Same for the 70's and 80's music cassette bootlegging scene. Some of the tapes were quite unlistenable because they were so degraded from being a copy of a copy of a copy.
The irony is that AI is great at cleaning them up!
Its potentially an even worse problem than overfitting because of the error accumulation and undermining of the fitness functions. Its similar to asking students to create test questions to evaluate themself. As the proportion of self output questions grows, the context eventually drifts to be meaningless.

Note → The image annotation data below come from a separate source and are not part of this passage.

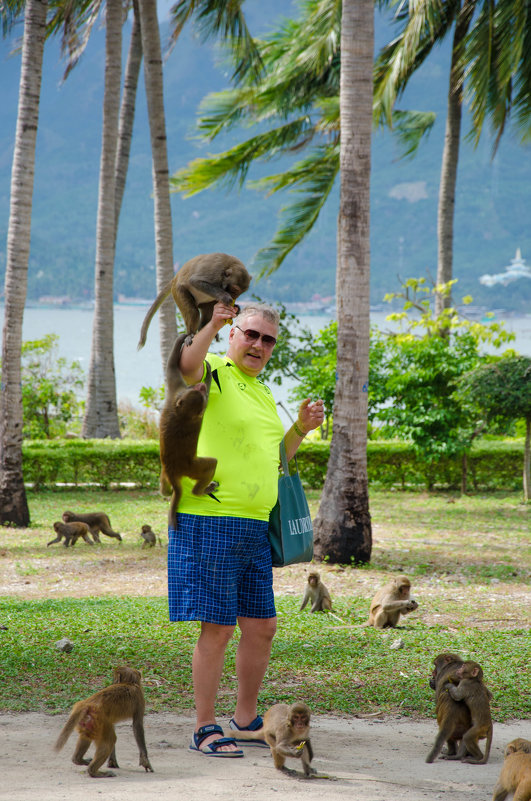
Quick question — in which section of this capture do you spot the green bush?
[22,439,524,490]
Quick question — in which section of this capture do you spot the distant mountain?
[0,0,531,311]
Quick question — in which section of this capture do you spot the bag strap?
[280,438,299,476]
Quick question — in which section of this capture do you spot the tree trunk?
[139,0,177,370]
[0,0,48,526]
[314,0,374,563]
[524,417,531,503]
[114,0,142,238]
[82,0,122,439]
[435,0,471,315]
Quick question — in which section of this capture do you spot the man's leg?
[234,617,277,727]
[192,623,237,751]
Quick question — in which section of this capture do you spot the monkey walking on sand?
[55,667,153,779]
[138,253,251,350]
[235,702,316,778]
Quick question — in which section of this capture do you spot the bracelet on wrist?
[293,422,308,437]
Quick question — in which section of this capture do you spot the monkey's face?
[227,314,278,376]
[291,712,310,731]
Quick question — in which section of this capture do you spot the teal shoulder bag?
[268,440,313,567]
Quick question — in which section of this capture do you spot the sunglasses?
[234,325,277,348]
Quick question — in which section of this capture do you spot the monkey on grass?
[159,334,218,528]
[46,520,94,548]
[365,576,418,629]
[299,571,332,612]
[492,737,531,801]
[55,667,153,779]
[426,652,472,762]
[138,253,251,350]
[62,510,122,542]
[140,525,162,550]
[444,661,492,765]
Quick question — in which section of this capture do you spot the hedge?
[22,439,524,490]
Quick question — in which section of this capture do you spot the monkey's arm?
[179,303,234,384]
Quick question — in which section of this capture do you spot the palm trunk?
[82,0,122,439]
[0,0,48,526]
[524,417,531,503]
[314,0,374,564]
[435,0,471,315]
[114,2,142,236]
[139,0,177,369]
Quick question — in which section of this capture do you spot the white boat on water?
[479,248,531,286]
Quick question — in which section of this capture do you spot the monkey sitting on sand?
[299,571,332,612]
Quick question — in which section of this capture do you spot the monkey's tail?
[54,705,86,751]
[480,726,492,765]
[136,281,172,350]
[168,482,182,529]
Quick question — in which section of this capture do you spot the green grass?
[0,490,531,721]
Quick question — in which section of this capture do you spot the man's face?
[227,314,278,376]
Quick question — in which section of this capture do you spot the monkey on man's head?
[138,253,251,349]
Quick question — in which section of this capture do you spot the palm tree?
[82,0,123,438]
[0,0,48,526]
[138,0,177,368]
[314,0,374,563]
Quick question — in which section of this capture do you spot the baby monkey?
[492,737,531,801]
[300,572,332,612]
[55,667,153,779]
[237,701,315,777]
[140,525,162,550]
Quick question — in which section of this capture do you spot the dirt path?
[0,713,531,801]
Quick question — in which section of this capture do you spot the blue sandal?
[229,715,269,748]
[189,723,243,759]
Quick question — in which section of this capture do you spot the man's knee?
[238,617,277,642]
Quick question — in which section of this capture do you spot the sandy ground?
[0,713,531,801]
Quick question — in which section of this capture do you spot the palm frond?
[170,0,262,82]
[0,0,24,36]
[253,144,339,278]
[373,0,460,127]
[170,117,315,197]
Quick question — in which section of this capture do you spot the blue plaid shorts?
[168,514,276,626]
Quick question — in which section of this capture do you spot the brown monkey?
[140,526,162,549]
[237,702,315,776]
[138,253,251,350]
[63,511,122,542]
[426,653,472,762]
[159,334,218,528]
[55,667,153,778]
[300,572,332,612]
[366,576,418,629]
[492,737,531,801]
[46,520,94,548]
[444,661,492,765]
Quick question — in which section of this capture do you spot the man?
[168,302,324,757]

In other words it leads to test "questions" like "The answer is A".
One measurement of this would be to watch the growth of probability of new models to say similar things to older model filters like "As a large language model ..."
Perhaps this is the salvation from too much influence by AI. Incest will eradicate itself. With language models in particular, it is easy to understand that only a multiplication of nonsense can be produced in a very short time if it has to reproduce itself because the influx of human content can no longer keep up.
That's why I worry we've approached the limits of what LLMs can do, because now that they're used heavily, the next one trying to train on even more data will just be training on the output of the others. It'll be really hard to filter it out.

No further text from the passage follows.